In some possible implementations, the constraints further include any one or more of: the method comprises the following steps of affinity constraint, load type clustering constraint and running duration clustering constraint, wherein the affinity constraint indicates the position relation among computing devices where each instance is located, the load type clustering constraint indicates the constraint determined according to the load types of the instances, and the running duration clustering constraint indicates the constraint determined according to the remaining running duration.
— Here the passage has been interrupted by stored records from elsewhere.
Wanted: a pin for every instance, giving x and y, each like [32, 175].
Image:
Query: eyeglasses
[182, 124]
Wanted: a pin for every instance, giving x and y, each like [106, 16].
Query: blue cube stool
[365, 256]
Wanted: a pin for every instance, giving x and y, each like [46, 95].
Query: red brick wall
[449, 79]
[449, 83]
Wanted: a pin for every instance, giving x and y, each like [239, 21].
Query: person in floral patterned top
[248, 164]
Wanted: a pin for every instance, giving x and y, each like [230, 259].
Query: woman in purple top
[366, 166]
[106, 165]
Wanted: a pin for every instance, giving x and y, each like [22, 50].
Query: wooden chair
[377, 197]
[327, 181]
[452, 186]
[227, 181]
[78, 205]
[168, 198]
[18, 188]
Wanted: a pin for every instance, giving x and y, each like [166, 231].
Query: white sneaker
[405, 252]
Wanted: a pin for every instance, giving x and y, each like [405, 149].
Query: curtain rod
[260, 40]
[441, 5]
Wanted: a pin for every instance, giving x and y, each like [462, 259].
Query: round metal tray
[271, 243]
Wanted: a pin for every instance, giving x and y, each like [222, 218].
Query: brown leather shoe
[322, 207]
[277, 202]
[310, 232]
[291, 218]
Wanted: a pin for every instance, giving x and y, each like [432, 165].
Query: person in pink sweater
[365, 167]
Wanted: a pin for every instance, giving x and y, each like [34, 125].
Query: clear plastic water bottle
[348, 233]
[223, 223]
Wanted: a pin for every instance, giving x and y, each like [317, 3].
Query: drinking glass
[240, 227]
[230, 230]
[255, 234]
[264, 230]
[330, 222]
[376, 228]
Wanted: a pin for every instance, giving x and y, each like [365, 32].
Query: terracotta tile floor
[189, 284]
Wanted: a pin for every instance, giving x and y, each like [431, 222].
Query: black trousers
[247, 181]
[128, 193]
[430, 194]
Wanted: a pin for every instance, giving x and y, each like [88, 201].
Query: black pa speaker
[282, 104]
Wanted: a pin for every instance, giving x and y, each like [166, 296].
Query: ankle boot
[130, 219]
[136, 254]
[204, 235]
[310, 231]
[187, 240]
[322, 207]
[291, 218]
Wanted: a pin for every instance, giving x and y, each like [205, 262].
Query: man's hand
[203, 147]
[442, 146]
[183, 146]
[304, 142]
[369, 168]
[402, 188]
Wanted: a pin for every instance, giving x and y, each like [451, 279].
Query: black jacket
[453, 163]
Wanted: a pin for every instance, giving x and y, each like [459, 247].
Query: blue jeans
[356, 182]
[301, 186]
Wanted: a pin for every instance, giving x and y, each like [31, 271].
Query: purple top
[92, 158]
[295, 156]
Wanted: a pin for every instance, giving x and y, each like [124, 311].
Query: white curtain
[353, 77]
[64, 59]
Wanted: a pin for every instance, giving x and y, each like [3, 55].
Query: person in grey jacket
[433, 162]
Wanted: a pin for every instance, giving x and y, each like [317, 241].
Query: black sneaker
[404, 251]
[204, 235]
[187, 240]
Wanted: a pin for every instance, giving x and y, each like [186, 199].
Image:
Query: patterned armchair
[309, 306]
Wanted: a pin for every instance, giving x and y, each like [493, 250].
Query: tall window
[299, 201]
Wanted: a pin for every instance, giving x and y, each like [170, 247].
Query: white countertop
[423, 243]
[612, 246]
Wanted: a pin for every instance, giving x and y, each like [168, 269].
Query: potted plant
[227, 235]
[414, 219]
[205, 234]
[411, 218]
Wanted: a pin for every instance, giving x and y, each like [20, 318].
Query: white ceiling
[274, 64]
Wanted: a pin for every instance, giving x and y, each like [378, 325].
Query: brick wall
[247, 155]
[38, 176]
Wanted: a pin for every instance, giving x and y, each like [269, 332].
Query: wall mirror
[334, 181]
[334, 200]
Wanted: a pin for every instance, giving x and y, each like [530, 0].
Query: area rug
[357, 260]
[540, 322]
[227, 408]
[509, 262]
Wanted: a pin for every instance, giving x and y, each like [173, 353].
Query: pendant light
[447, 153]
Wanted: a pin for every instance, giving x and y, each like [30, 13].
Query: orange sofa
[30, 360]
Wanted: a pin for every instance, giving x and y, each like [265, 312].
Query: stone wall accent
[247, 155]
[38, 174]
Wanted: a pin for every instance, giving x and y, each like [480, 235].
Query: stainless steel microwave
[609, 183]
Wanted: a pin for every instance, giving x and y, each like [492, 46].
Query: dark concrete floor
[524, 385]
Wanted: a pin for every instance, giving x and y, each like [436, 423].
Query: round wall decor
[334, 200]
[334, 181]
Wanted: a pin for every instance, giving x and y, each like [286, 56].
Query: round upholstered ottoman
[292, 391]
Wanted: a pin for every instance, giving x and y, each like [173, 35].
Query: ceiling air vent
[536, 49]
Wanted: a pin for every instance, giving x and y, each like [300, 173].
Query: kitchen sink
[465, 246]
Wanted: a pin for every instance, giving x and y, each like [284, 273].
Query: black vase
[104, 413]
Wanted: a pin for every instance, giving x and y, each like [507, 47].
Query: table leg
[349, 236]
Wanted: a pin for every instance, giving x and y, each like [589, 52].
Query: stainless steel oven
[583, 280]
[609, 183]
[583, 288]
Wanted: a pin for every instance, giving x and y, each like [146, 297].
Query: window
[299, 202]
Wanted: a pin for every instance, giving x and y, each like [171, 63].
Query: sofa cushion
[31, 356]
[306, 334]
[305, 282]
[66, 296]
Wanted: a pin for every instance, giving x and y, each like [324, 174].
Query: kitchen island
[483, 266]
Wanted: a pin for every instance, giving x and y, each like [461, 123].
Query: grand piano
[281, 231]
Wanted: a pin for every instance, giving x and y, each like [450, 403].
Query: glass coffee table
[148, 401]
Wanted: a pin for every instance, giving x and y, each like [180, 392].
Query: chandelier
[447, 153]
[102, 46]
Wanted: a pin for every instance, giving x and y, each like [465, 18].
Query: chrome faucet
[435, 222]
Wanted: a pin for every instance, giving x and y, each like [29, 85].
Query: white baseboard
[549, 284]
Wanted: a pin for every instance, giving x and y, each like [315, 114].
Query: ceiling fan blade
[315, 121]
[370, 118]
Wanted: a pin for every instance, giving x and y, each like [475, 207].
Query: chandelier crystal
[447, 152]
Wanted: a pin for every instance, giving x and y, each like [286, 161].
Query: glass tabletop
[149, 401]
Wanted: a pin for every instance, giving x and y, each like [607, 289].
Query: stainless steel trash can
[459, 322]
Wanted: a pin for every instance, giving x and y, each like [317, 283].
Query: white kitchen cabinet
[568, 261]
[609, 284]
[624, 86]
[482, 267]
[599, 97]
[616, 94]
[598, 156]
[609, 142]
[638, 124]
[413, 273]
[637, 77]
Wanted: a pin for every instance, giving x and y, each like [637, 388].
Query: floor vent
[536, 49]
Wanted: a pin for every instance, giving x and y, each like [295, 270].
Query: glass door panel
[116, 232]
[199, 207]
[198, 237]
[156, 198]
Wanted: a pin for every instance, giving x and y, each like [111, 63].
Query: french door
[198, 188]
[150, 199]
In some possible implementation manners, the processing unit is further configured to obtain, according to the usage conditions of the computing resources of each computing device at the historical time and the prediction model, a remaining operation time of the instance running on each computing device at the current time; and determining the running time clustering constraint according to the residual running time of the running examples on each computing device at the current moment.

In a third aspect, a cluster of computing devices is provided, the computing devices comprising a processor and a memory; the processor is configured to execute the instructions stored by the memory to cause the computing device to implement the method as provided in the first aspect above or any possible implementation manner of the first aspect.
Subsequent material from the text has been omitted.